Expectations of recovery rise as Hungarian inflation swings back into positive territory

Expectations of recovery rise as Hungarian inflation swings back into positive territory
By bne IntelliNews October 11, 2016

Hungary’s CPI swung back to positive territory in September following four months of deflation in a row, statistics office KSH reported on October 11. The 0.6% y/y rise in the index was largely in line with market expectations.

The main driver of the rise was the base effect, as last year’s drop in oil prices starts to form the base. The rise pushes hopes of a significant recovery in the headline data.

On a monthly basis, CPI rose 0.2% in September; the core inflation index - which omits erratic prices including global commodities – accelerated to 1.4% from 1.2% the previous month.
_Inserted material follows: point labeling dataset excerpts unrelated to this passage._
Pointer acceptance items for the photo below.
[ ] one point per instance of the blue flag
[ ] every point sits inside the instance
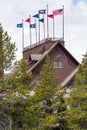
(33, 25)
(41, 20)
(20, 25)
(36, 16)
(42, 11)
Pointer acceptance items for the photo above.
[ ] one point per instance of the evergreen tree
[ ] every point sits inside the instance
(81, 77)
(77, 113)
(49, 99)
(17, 98)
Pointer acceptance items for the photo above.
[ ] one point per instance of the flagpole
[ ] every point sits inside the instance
(36, 31)
(30, 30)
(47, 24)
(44, 27)
(23, 35)
(63, 22)
(39, 28)
(53, 27)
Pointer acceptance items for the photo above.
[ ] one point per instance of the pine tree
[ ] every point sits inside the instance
(49, 99)
(81, 77)
(77, 113)
(17, 96)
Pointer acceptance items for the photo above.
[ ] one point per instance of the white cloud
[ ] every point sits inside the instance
(12, 12)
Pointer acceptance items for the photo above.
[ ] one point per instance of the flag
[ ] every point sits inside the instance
(28, 20)
(20, 25)
(41, 20)
(33, 25)
(58, 11)
(42, 11)
(51, 16)
(36, 15)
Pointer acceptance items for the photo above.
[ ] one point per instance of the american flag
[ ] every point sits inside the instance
(58, 11)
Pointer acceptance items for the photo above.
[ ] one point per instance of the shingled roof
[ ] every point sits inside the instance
(41, 57)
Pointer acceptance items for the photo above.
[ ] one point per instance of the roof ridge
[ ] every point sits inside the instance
(43, 56)
(69, 77)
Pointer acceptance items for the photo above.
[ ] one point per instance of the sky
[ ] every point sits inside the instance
(75, 23)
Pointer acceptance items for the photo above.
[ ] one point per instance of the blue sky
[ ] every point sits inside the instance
(75, 17)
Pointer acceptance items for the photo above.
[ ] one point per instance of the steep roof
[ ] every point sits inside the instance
(41, 57)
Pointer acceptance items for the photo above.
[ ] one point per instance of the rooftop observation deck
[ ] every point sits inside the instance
(42, 42)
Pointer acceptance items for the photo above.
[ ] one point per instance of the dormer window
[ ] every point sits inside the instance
(57, 64)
That has expectations of a broad recovery rising.

“We may see above one percent level in October for the first time since September 2013,” analysts of KBC write in a note. They suggest the CPI could expand as high as 1.7% y/y by the turn of the year, pushing average inflation to 0.4% for the year.

Analysts at Erste Group offer a similar estimate. They even add that they “see upward risks due to rising oil prices, and the build-up of wage pressure.”
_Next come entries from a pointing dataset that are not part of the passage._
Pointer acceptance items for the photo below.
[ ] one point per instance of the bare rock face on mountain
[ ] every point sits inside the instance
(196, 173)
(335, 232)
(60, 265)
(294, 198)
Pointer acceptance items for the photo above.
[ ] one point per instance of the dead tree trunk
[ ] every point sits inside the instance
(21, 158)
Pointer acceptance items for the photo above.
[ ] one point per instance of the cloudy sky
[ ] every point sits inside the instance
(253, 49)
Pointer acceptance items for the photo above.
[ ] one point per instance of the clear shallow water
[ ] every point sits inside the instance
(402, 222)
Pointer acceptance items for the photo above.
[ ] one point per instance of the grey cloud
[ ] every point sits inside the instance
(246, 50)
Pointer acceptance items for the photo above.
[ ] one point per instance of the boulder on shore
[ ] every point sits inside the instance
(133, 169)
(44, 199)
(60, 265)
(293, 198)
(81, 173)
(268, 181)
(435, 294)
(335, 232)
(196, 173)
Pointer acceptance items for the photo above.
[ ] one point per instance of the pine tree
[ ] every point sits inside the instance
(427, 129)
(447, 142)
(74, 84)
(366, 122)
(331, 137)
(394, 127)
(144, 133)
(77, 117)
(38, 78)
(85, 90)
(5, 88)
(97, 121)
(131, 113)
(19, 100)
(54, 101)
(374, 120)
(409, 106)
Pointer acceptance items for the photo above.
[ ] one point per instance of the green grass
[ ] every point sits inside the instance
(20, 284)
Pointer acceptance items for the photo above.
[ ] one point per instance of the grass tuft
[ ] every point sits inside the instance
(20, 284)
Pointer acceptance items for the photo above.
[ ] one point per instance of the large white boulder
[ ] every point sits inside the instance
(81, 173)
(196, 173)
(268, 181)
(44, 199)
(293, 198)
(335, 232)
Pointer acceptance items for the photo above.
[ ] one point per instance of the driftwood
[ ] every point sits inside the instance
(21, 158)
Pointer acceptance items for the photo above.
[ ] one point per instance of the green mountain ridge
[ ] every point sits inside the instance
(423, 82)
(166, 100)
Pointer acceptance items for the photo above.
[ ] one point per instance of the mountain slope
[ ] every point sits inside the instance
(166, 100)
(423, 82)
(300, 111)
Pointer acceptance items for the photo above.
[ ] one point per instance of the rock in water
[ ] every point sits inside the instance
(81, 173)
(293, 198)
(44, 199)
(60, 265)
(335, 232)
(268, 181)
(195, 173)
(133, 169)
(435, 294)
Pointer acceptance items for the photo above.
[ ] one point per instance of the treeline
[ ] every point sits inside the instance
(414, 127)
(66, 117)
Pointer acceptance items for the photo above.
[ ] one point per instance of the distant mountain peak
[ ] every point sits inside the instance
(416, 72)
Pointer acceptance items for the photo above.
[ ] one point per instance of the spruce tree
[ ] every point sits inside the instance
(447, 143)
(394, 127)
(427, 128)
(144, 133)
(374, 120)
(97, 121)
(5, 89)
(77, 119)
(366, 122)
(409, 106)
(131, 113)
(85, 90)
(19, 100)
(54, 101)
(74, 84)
The stronger CPI reading appears likely to confirm current monetary policy. The Magyar Nemzeti Bank (MNB) has repeatedly guided that it plans to leave interest rates at a record low of 0.9% for the foreseeable future and use unconventional measures to loosen policy.
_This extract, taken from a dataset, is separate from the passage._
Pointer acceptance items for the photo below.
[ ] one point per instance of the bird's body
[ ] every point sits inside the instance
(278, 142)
The MNB capped its three-month deposit facility at HUF900bn (€2.9bn) until the end of the year, while on October 7 it announced a one-week deposit facility as well as one-week, one-month and three-month forint swaps to fine-tune forint liquidity.

The MNB "may highlight that inflation may reach its target only in the middle 2018, which confirms its view that no base (interest) rate change is required in the next 18 months," suggests KBC. "If they see the need of rate cut, the NBH may decrease further the limit of 3-month deposit,” the analysts continue.

Consumers still paid less for motor fuel prices than in September last year (prices fell 3.9% y/y), but this decrease was “already much lower than in previous months”, KSH notes. Food prices increased 0.8%; alcoholic beverages and tobacco rose by 2%, services by 1.3%, and clothing and footwear by 0.2%. Electricity, gas and other fuels were unchanged.